Silicon-vendor optimizations will now be automatically included when detecting the hardware. For example, when installing the Qwen VL snap on an amd64 workstation, the system will automatically select the most suitable version – whether optimized for Intel integrated or discrete GPUs, Intel NPUs, Intel CPUs, or NVIDIA GPUs (with CUDA acceleration). Similarly, on arm64 systems using Ampere Altra/One processors, the version optimized for those CPUs will be used. If none of these optimizations match the hardware, Qwen VL will automatically fall back to a generic CPU engine to ensure compatibility.

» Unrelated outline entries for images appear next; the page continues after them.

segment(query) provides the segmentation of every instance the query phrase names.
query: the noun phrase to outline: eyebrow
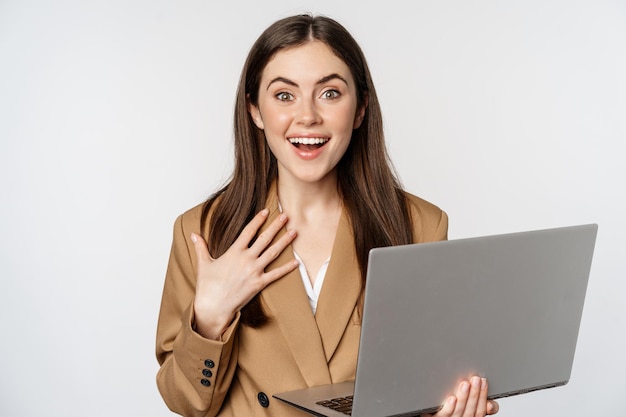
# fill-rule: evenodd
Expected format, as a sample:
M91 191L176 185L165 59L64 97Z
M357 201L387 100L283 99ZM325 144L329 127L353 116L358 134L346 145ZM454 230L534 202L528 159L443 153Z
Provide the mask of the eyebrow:
M331 80L341 80L343 81L346 85L348 85L348 81L342 77L341 75L337 74L337 73L333 73L333 74L329 74L326 75L325 77L320 78L315 84L319 85L319 84L324 84L327 83L328 81ZM299 87L298 83L296 83L295 81L290 80L289 78L285 78L285 77L276 77L274 78L272 81L270 81L267 84L267 89L269 90L269 88L271 87L272 84L276 83L276 82L283 82L287 85L291 85L293 87Z

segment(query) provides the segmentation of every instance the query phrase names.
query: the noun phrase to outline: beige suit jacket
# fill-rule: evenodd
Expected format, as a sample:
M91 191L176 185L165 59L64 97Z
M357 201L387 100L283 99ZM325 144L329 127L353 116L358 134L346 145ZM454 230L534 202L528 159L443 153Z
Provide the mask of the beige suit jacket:
M446 213L407 197L414 241L446 239ZM269 225L279 213L275 193L267 207ZM163 399L184 416L305 416L272 394L355 376L362 288L349 220L342 215L315 316L296 269L261 292L268 324L252 329L237 316L222 341L213 341L192 329L196 257L190 235L200 233L200 213L201 206L187 211L174 227L157 329ZM287 248L275 263L290 259Z

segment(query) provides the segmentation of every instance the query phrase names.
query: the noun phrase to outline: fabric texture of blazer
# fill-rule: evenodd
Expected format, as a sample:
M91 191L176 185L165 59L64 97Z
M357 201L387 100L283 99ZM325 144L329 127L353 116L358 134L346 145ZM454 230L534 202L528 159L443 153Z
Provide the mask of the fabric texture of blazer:
M406 195L414 242L446 239L446 213ZM275 192L266 207L269 225L279 215ZM315 316L296 268L260 293L267 324L240 325L238 314L214 341L192 329L196 255L190 236L201 232L201 211L201 205L192 208L174 226L156 340L157 385L165 403L184 416L306 416L272 394L355 377L362 284L349 219L342 214ZM293 258L288 247L274 263Z

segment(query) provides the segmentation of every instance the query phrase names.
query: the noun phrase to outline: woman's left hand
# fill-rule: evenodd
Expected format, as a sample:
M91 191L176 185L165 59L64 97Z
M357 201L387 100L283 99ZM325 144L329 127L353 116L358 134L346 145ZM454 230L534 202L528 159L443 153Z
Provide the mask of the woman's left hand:
M455 395L448 397L437 414L422 417L484 417L496 414L498 403L487 399L487 391L485 378L474 376L469 381L461 381Z

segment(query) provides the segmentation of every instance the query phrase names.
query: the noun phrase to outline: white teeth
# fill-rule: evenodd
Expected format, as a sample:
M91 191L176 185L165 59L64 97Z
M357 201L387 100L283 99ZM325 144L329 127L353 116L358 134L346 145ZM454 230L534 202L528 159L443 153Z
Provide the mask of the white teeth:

Canonical’s silicon partnerships: planning for the future

As we saw, the performance of AI models is tightly bound to the silicon layer. Optimizing for silicon covers multiple layers, from reduced numeric precision, to operator fusion and kernel fusion, memory layout and tiling changes, and vendor-specific kernel implementations. The inference stack itself, from TensorRT, ONNX Runtime, OpenVINO/oneAPI,  and vendor NPUs’ runtimes, materially affects latency, throughput and resource utilization. By working with silicon leaders, Canonical can now deliver robust, stable, locally optimized models that run efficiently on desktops, servers, and edge devices, reducing reliance on massive cloud GPU deployments, lowering costs and energy use, improving latency, and keeping sensitive data on-device. Each model can be installed with a single command, without manual setup or dependency management. Once installed, the snap automatically detects the underlying silicon, currently optimized for Intel CPUs, GPUs and NPUs, and  Ampere CPUs, applying the most effective combination of inference engine and model variant. 

With Ubuntu Core, Desktop and Server, we already provide a consistent OS experience to millions of developers across verticals and form factors. We are now eager to extend our collaborations with the silicon community and broader ecosystem, and are perfectly placed to enable AI models across the compute spectrum.